Brand (n): (1) your identity in the business, (2) your own unique take on an established genre, (3) how you write to and interact with a certain audience as only you can. With consistent, high performance, your name will eventually become synonymous with your brand.
Though I will on rare occasion sign a one-book author, my favorite part of being an agent is managing authors over the long term, building careers by strengthening brands. As with any aspect of the author/agent relationship, this works best when the author is passionately working toward the same goal, something I look for right away when I receive a submission.
If I’m in a conference pitch session, and the author isn’t conveying a clear brand, I’ll often ask them to consider an unlikely but useful scenario: if they get a five-book deal today, in which genre would they want it to be? I then have them describe the themes and characteristics shared by all of the books in their long-term literary investment.

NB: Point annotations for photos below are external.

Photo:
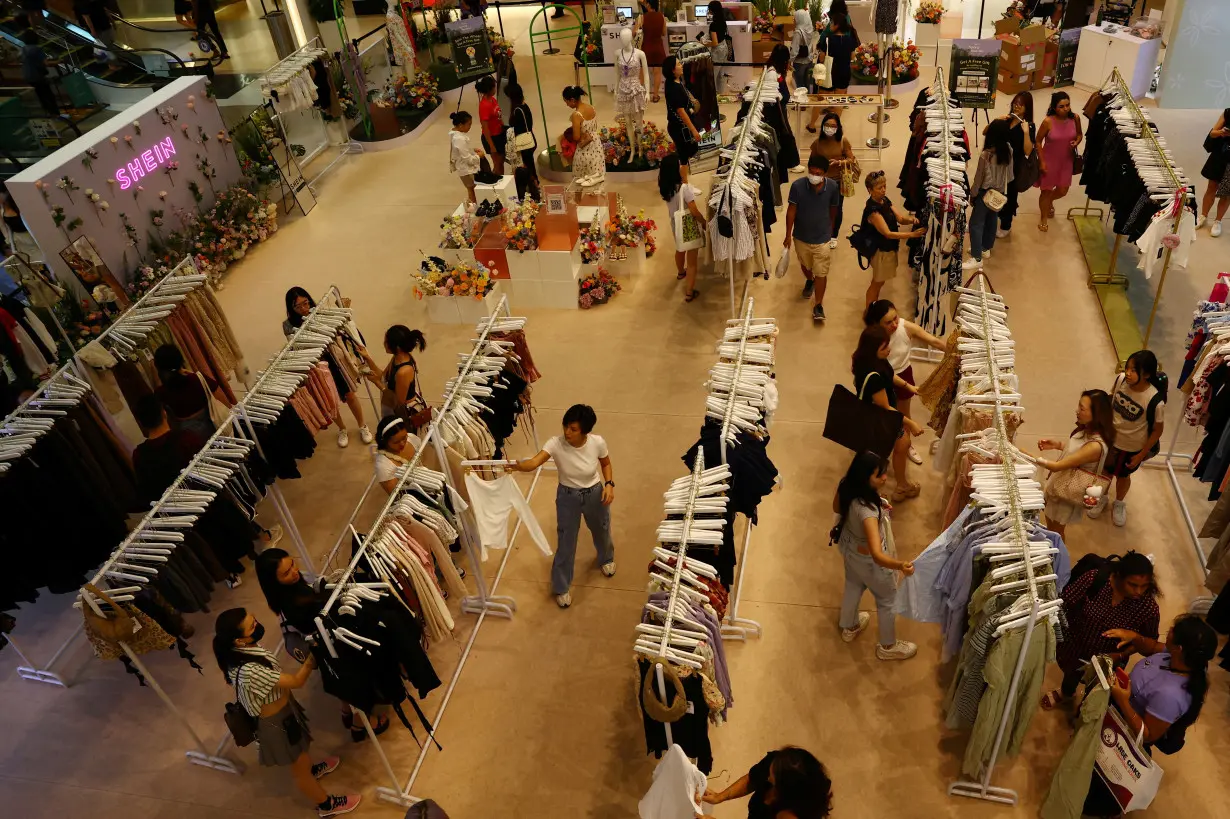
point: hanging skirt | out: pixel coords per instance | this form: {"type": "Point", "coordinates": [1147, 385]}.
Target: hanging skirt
{"type": "Point", "coordinates": [283, 737]}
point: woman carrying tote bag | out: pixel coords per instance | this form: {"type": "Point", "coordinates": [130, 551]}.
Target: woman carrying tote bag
{"type": "Point", "coordinates": [1086, 448]}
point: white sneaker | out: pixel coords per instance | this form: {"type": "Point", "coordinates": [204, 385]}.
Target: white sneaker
{"type": "Point", "coordinates": [900, 649]}
{"type": "Point", "coordinates": [848, 635]}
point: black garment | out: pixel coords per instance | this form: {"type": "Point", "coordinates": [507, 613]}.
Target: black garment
{"type": "Point", "coordinates": [690, 732]}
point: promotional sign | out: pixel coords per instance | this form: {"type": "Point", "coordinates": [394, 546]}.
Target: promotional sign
{"type": "Point", "coordinates": [471, 51]}
{"type": "Point", "coordinates": [972, 73]}
{"type": "Point", "coordinates": [1068, 43]}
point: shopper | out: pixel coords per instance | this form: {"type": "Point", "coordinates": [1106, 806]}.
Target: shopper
{"type": "Point", "coordinates": [464, 159]}
{"type": "Point", "coordinates": [587, 488]}
{"type": "Point", "coordinates": [835, 148]}
{"type": "Point", "coordinates": [1139, 421]}
{"type": "Point", "coordinates": [787, 783]}
{"type": "Point", "coordinates": [881, 215]}
{"type": "Point", "coordinates": [680, 107]}
{"type": "Point", "coordinates": [1094, 434]}
{"type": "Point", "coordinates": [873, 383]}
{"type": "Point", "coordinates": [298, 605]}
{"type": "Point", "coordinates": [1114, 593]}
{"type": "Point", "coordinates": [809, 228]}
{"type": "Point", "coordinates": [865, 536]}
{"type": "Point", "coordinates": [299, 306]}
{"type": "Point", "coordinates": [185, 392]}
{"type": "Point", "coordinates": [678, 196]}
{"type": "Point", "coordinates": [1058, 139]}
{"type": "Point", "coordinates": [902, 336]}
{"type": "Point", "coordinates": [1165, 694]}
{"type": "Point", "coordinates": [994, 174]}
{"type": "Point", "coordinates": [1217, 171]}
{"type": "Point", "coordinates": [1022, 135]}
{"type": "Point", "coordinates": [522, 119]}
{"type": "Point", "coordinates": [492, 122]}
{"type": "Point", "coordinates": [265, 691]}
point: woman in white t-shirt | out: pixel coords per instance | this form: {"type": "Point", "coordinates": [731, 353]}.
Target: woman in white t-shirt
{"type": "Point", "coordinates": [902, 336]}
{"type": "Point", "coordinates": [678, 194]}
{"type": "Point", "coordinates": [587, 488]}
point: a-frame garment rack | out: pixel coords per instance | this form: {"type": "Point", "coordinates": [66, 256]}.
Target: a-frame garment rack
{"type": "Point", "coordinates": [1006, 488]}
{"type": "Point", "coordinates": [474, 371]}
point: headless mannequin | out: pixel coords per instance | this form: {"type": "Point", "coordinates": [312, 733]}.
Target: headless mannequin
{"type": "Point", "coordinates": [630, 92]}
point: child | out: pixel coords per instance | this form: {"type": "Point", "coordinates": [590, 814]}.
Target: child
{"type": "Point", "coordinates": [587, 488]}
{"type": "Point", "coordinates": [463, 156]}
{"type": "Point", "coordinates": [1139, 411]}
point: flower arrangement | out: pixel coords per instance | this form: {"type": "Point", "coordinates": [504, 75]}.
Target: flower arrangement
{"type": "Point", "coordinates": [437, 277]}
{"type": "Point", "coordinates": [597, 288]}
{"type": "Point", "coordinates": [520, 230]}
{"type": "Point", "coordinates": [929, 11]}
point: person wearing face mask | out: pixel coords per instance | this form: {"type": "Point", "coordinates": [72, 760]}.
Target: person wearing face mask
{"type": "Point", "coordinates": [265, 691]}
{"type": "Point", "coordinates": [809, 228]}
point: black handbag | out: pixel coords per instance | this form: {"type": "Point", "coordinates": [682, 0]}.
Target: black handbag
{"type": "Point", "coordinates": [860, 426]}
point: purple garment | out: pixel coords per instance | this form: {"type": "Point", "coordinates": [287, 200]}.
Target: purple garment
{"type": "Point", "coordinates": [1159, 691]}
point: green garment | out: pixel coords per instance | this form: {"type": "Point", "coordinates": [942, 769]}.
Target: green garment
{"type": "Point", "coordinates": [1000, 663]}
{"type": "Point", "coordinates": [1065, 799]}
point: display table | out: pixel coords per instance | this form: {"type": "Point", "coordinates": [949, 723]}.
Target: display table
{"type": "Point", "coordinates": [1101, 52]}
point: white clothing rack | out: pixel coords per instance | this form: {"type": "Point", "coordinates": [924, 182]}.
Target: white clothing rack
{"type": "Point", "coordinates": [982, 314]}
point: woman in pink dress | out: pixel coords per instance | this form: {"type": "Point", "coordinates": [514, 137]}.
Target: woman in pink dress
{"type": "Point", "coordinates": [1058, 138]}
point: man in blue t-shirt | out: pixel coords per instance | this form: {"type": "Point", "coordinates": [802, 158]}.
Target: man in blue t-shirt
{"type": "Point", "coordinates": [808, 226]}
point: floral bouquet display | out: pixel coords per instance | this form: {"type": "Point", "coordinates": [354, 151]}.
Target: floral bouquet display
{"type": "Point", "coordinates": [929, 11]}
{"type": "Point", "coordinates": [439, 278]}
{"type": "Point", "coordinates": [597, 288]}
{"type": "Point", "coordinates": [520, 226]}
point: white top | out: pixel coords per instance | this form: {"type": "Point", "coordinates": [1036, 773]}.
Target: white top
{"type": "Point", "coordinates": [899, 347]}
{"type": "Point", "coordinates": [463, 160]}
{"type": "Point", "coordinates": [577, 466]}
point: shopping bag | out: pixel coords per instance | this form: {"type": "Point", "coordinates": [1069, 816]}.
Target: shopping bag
{"type": "Point", "coordinates": [1129, 772]}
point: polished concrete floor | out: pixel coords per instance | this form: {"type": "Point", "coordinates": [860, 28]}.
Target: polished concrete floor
{"type": "Point", "coordinates": [544, 720]}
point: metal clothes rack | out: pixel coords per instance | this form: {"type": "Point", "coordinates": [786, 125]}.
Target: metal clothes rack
{"type": "Point", "coordinates": [977, 309]}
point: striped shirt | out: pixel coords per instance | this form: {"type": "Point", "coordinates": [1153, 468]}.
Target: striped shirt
{"type": "Point", "coordinates": [257, 681]}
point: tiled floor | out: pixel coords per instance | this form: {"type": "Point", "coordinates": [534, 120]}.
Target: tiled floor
{"type": "Point", "coordinates": [544, 720]}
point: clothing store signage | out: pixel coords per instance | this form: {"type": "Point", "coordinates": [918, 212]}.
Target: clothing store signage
{"type": "Point", "coordinates": [145, 162]}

Every author is different, but in the overwhelming majority of cases, readers won’t have a firm grasp on what you write after your first book. Or at least, after one or two books, they won’t yet be confident that everything you write will provide a certain kind of experience. You’ll need to consistently deliver, satisfying a certain kind of reader with a certain kind of story until they trust that your next book will similarly deliver. These days, that often starts happening after you’ve published about five successful books in a row. Once you’ve built that trust, the reader shifts from wanting to buy a certain type of novel that you just happened to write, to wanting to buy your new novel.
When you’re just starting out, this may seem like a chicken-and-egg dilemma. If it takes five books to establish a brand, how can you convey a clear brand before you’ve published your first novel?

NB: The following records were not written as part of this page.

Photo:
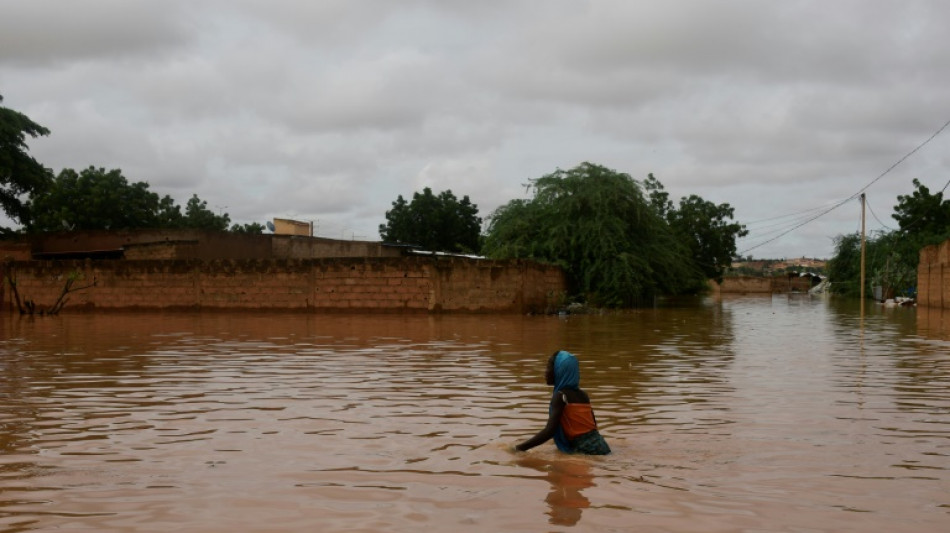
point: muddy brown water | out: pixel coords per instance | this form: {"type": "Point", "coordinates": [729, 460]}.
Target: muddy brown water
{"type": "Point", "coordinates": [782, 413]}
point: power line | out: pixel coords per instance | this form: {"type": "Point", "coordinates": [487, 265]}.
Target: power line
{"type": "Point", "coordinates": [853, 196]}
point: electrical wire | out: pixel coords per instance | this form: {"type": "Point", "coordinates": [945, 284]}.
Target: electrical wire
{"type": "Point", "coordinates": [853, 196]}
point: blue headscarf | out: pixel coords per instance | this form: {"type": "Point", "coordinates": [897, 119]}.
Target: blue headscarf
{"type": "Point", "coordinates": [567, 375]}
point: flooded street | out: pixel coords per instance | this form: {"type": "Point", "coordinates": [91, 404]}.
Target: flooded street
{"type": "Point", "coordinates": [782, 413]}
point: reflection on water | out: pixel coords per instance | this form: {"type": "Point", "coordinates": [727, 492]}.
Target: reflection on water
{"type": "Point", "coordinates": [783, 413]}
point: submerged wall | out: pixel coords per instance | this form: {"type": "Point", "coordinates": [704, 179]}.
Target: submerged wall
{"type": "Point", "coordinates": [762, 284]}
{"type": "Point", "coordinates": [417, 284]}
{"type": "Point", "coordinates": [933, 276]}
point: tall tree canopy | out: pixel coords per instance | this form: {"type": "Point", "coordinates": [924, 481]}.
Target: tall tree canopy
{"type": "Point", "coordinates": [20, 174]}
{"type": "Point", "coordinates": [97, 199]}
{"type": "Point", "coordinates": [923, 213]}
{"type": "Point", "coordinates": [706, 229]}
{"type": "Point", "coordinates": [438, 223]}
{"type": "Point", "coordinates": [614, 244]}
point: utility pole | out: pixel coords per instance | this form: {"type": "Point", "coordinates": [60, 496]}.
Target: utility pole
{"type": "Point", "coordinates": [863, 246]}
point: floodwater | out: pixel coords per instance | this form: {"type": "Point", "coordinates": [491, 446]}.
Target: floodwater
{"type": "Point", "coordinates": [782, 413]}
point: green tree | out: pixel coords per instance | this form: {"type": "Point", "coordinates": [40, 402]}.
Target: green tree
{"type": "Point", "coordinates": [707, 231]}
{"type": "Point", "coordinates": [706, 228]}
{"type": "Point", "coordinates": [891, 257]}
{"type": "Point", "coordinates": [20, 174]}
{"type": "Point", "coordinates": [924, 215]}
{"type": "Point", "coordinates": [198, 216]}
{"type": "Point", "coordinates": [437, 223]}
{"type": "Point", "coordinates": [100, 199]}
{"type": "Point", "coordinates": [596, 223]}
{"type": "Point", "coordinates": [96, 199]}
{"type": "Point", "coordinates": [844, 268]}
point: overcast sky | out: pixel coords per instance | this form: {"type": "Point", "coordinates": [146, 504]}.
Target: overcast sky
{"type": "Point", "coordinates": [327, 110]}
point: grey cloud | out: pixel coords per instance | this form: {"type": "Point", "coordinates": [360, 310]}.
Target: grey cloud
{"type": "Point", "coordinates": [44, 33]}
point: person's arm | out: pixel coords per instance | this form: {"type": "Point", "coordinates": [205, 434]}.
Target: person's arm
{"type": "Point", "coordinates": [546, 434]}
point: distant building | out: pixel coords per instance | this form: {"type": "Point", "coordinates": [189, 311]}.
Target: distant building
{"type": "Point", "coordinates": [285, 226]}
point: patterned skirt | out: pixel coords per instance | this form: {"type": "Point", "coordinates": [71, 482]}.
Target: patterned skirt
{"type": "Point", "coordinates": [590, 443]}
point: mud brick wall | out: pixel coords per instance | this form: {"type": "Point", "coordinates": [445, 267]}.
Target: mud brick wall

Lamented by some writers and welcomed by others is the fact that the job of an author today is not just to write. You’ll need a website and a social media presence as a way of connecting with fans. Sometimes, your publishing contract will even require it. And the same way that you know by your uncle Jeff’s Twitter feed that he’s a left-wing/right-wing/chicken-wing political extremist, your future reader (or agent) could know that you’re passionate about space-opera sci-fi or romantic YA contemporary from a certain marginalized culture, for example.
That’s how we knew what to expect from a then-unpublished writer named Kerry Lonsdale. Know this: if an agent likes your submission, they will Google you before offering representation. It’s in our best interest to know what we’re getting into. In Kerry’s case, she had secured her name as a website URL and social media profiles, which automatically gives the impression that she means business. But the clincher there wasn’t just that she was present; she was working to clearly define herself by establishing a specific presence. In her case, there was a lot of seaside imagery, and terms like “beach reads,” “page-turning,” and “suspenseful” appeared often. Her bio listed that she was a co-founder of the Women’s Fiction Writers Association and had placed several times in Romance Writers of America unpublished manuscript contests. The writers she was connecting with online often fell under the genre of women’s suspense fiction. Altogether, it was a nice Venn diagram that defined her place in the market before she even had an agent, let alone a book deal.

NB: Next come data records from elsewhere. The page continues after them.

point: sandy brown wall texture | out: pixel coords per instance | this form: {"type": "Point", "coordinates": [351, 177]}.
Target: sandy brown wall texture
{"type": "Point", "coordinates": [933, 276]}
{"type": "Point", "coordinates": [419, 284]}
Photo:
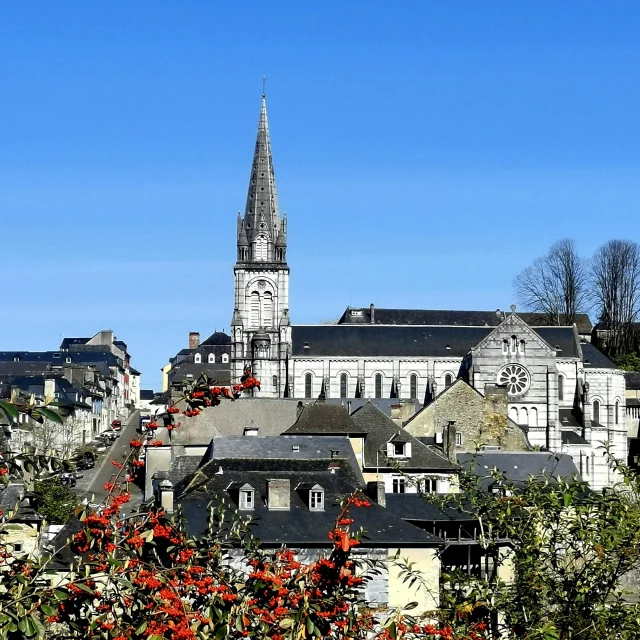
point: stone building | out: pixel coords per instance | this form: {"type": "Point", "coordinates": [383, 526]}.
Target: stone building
{"type": "Point", "coordinates": [562, 393]}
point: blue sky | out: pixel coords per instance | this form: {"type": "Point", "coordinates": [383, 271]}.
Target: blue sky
{"type": "Point", "coordinates": [425, 153]}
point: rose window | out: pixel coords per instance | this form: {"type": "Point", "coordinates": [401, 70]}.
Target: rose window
{"type": "Point", "coordinates": [515, 378]}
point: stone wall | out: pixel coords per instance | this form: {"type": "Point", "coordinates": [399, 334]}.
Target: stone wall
{"type": "Point", "coordinates": [480, 420]}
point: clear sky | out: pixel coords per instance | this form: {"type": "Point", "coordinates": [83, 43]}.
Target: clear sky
{"type": "Point", "coordinates": [425, 153]}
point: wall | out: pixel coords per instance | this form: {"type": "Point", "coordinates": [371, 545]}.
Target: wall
{"type": "Point", "coordinates": [427, 593]}
{"type": "Point", "coordinates": [480, 420]}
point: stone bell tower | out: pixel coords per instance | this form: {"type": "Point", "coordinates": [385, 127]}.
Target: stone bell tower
{"type": "Point", "coordinates": [260, 327]}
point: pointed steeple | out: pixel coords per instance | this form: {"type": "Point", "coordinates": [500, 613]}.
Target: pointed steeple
{"type": "Point", "coordinates": [262, 223]}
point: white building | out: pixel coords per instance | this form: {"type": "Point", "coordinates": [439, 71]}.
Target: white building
{"type": "Point", "coordinates": [566, 393]}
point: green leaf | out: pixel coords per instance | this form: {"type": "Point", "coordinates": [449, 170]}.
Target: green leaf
{"type": "Point", "coordinates": [222, 632]}
{"type": "Point", "coordinates": [51, 415]}
{"type": "Point", "coordinates": [9, 409]}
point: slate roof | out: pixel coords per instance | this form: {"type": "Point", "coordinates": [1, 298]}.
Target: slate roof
{"type": "Point", "coordinates": [571, 437]}
{"type": "Point", "coordinates": [413, 506]}
{"type": "Point", "coordinates": [273, 416]}
{"type": "Point", "coordinates": [321, 418]}
{"type": "Point", "coordinates": [632, 380]}
{"type": "Point", "coordinates": [380, 429]}
{"type": "Point", "coordinates": [518, 467]}
{"type": "Point", "coordinates": [298, 526]}
{"type": "Point", "coordinates": [375, 340]}
{"type": "Point", "coordinates": [385, 341]}
{"type": "Point", "coordinates": [217, 338]}
{"type": "Point", "coordinates": [384, 404]}
{"type": "Point", "coordinates": [570, 418]}
{"type": "Point", "coordinates": [595, 359]}
{"type": "Point", "coordinates": [441, 317]}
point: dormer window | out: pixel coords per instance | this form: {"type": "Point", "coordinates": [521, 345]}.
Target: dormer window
{"type": "Point", "coordinates": [398, 449]}
{"type": "Point", "coordinates": [247, 497]}
{"type": "Point", "coordinates": [316, 498]}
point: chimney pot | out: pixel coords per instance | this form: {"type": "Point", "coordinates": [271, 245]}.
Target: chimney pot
{"type": "Point", "coordinates": [164, 497]}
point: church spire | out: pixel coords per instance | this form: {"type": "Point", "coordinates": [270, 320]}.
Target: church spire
{"type": "Point", "coordinates": [262, 223]}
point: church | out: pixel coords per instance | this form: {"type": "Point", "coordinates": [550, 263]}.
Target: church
{"type": "Point", "coordinates": [561, 390]}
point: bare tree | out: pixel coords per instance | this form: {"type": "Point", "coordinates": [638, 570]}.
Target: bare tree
{"type": "Point", "coordinates": [555, 284]}
{"type": "Point", "coordinates": [615, 280]}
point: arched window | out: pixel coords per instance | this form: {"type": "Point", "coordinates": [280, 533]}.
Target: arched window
{"type": "Point", "coordinates": [267, 309]}
{"type": "Point", "coordinates": [343, 385]}
{"type": "Point", "coordinates": [254, 309]}
{"type": "Point", "coordinates": [378, 385]}
{"type": "Point", "coordinates": [261, 248]}
{"type": "Point", "coordinates": [524, 417]}
{"type": "Point", "coordinates": [308, 385]}
{"type": "Point", "coordinates": [413, 386]}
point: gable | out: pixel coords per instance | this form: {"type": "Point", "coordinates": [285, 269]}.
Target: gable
{"type": "Point", "coordinates": [482, 420]}
{"type": "Point", "coordinates": [513, 325]}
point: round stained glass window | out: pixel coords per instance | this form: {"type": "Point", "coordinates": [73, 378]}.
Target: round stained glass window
{"type": "Point", "coordinates": [515, 377]}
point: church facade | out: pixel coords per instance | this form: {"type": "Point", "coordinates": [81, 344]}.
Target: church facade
{"type": "Point", "coordinates": [565, 393]}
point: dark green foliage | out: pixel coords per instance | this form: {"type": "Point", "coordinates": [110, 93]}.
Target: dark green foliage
{"type": "Point", "coordinates": [56, 501]}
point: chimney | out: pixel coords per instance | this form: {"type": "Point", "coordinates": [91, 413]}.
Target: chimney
{"type": "Point", "coordinates": [449, 441]}
{"type": "Point", "coordinates": [279, 494]}
{"type": "Point", "coordinates": [49, 389]}
{"type": "Point", "coordinates": [376, 491]}
{"type": "Point", "coordinates": [164, 496]}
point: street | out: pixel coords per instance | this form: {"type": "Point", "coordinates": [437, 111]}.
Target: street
{"type": "Point", "coordinates": [92, 484]}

She had a couple of manuscripts in the works, and given her online presence, they were exactly what you’d expect. They both took place near the ocean, dealt with family drama and fraught romantic relationships, offered a looming quality of page-turning suspense, and were led by complex, active women. The actual storylines were, of course, unique, but both manuscripts offered similar experiences to a similar kind of reader. Perfect. She talked the talk and walked the walk.
Kerry’s debut novel, EVERYTHING WE KEEP, went on to move over a million units in the first year and spawn a WSJ-bestselling trilogy. This week will see the release of LAST SUMMER, her fifth book of women’s suspense fiction, a bit darker and more ambitious than the previous four, but still well fit for the brand she had on day one. And though I can’t talk about it yet, her book coming out in 2020 will branch out even more while still remaining friendly to her brand.
The goal here is nothing new. After dozens of novels published and numerous bestsellers, horror fans don’t typically describe Stephen King’s next novel as much as they just say, “I want to read the new Stephen King.” With the proper branding, we want fans of page-turning women’s suspense saying, “I want to read the new Kerry Lonsdale,” and these days, we’re starting to hear that a lot.